Nor was it any of my business when, one afternoon, I dropped into a BP service station near Hangman’s Wood to put petrol in my Range Rover. Now the club had an account at the nearest Shell garage and Viktor Sokolnikov always picked up the tab for everyone’s fuel, a perk the taxman knew nothing about and which was worth several hundred pounds a week, especially when you were driving a Ferrari or an Aston Martin, as most of the players did at City. Consequently, no one ever went to the BP garage about three miles further on where they had to pay for petrol. No one except me, that is, for I had always been scrupulously honest in all my dealings with the Inland Revenue and I always paid for my own fuel. Untaxed perks were definitely not my thing. When you’ve been to prison you never want to go back there.
Zarco was sitting in his left-hand drive Overfinch Range Rover — identical to my own — which was parked next to a white Ferrari.

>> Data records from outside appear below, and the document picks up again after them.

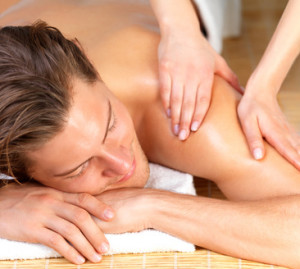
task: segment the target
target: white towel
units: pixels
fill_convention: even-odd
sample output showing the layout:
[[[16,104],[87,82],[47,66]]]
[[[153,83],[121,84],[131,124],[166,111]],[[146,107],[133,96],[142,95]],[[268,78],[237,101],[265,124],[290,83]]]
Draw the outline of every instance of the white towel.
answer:
[[[146,188],[168,190],[195,195],[193,177],[156,164],[150,164],[150,178]],[[195,251],[195,246],[179,238],[155,230],[137,233],[106,234],[109,254],[146,253],[158,251]],[[0,238],[0,260],[61,257],[53,249],[41,244],[10,241]]]

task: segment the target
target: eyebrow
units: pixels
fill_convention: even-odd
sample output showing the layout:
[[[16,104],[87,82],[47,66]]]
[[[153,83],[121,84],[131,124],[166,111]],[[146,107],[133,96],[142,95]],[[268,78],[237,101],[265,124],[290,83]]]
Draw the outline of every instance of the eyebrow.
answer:
[[[102,140],[102,144],[105,142],[105,139],[106,139],[106,136],[107,136],[107,133],[108,133],[108,129],[109,129],[109,123],[110,123],[110,120],[111,120],[111,116],[112,116],[112,111],[111,111],[111,103],[109,101],[109,99],[107,99],[107,104],[108,104],[108,118],[107,118],[107,123],[106,123],[106,129],[105,129],[105,134],[104,134],[104,137],[103,137],[103,140]],[[54,177],[63,177],[63,176],[67,176],[69,174],[71,174],[72,172],[76,171],[80,166],[84,165],[85,163],[87,163],[91,158],[87,159],[86,161],[84,161],[83,163],[77,165],[76,167],[66,171],[66,172],[63,172],[63,173],[60,173],[60,174],[57,174],[57,175],[54,175]]]
[[[54,177],[64,177],[64,176],[67,176],[69,174],[71,174],[72,172],[76,171],[80,166],[84,165],[85,163],[87,163],[91,158],[87,159],[86,161],[84,161],[83,163],[79,164],[78,166],[76,166],[75,168],[72,168],[71,170],[68,170],[66,172],[63,172],[61,174],[57,174],[57,175],[54,175]]]

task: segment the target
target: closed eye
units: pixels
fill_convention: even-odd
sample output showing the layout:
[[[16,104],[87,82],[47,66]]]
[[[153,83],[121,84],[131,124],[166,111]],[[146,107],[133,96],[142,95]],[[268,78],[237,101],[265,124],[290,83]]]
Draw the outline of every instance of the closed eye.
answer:
[[[68,176],[67,178],[77,178],[84,174],[84,172],[87,170],[90,163],[90,159],[85,162],[83,165],[81,165],[76,171],[74,171],[75,174]],[[77,172],[77,173],[76,173]]]

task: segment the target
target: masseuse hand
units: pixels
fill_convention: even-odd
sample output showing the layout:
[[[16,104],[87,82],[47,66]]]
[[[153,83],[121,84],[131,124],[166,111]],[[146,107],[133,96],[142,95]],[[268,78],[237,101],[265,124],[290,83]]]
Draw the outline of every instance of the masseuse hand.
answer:
[[[237,76],[210,46],[200,30],[179,29],[163,35],[159,44],[159,82],[164,109],[180,140],[197,131],[210,105],[214,74],[240,91]]]
[[[287,122],[276,95],[246,87],[238,106],[238,115],[255,159],[262,159],[265,155],[265,138],[283,157],[300,169],[300,138]]]
[[[88,194],[12,183],[0,189],[0,237],[42,243],[76,264],[99,262],[108,242],[90,214],[107,221],[106,210]]]

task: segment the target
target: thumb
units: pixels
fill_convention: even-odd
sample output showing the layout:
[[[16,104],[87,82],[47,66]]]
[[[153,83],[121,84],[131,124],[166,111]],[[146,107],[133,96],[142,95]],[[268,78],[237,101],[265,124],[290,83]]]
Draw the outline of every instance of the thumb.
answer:
[[[242,128],[247,139],[250,152],[254,159],[261,160],[265,155],[265,148],[257,118],[241,120]]]

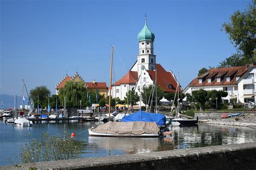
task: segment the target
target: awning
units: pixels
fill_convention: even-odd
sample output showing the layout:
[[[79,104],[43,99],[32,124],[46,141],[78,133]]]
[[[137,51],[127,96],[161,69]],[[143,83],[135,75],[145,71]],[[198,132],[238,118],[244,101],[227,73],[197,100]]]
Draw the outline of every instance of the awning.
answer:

He was having an animated discussion with the owner of the Ferrari, who I recognised immediately. It was Paolo Gentile, the agent who had handled Kenny Traynor’s transfer. Now when you’re a coach you see a lot in and around a football club that turns out to be not your business, and sometimes, if you want to keep your job, you learn to keep your fucking mouth shut. I learned that in the nick.
So I drove away again without even stopping.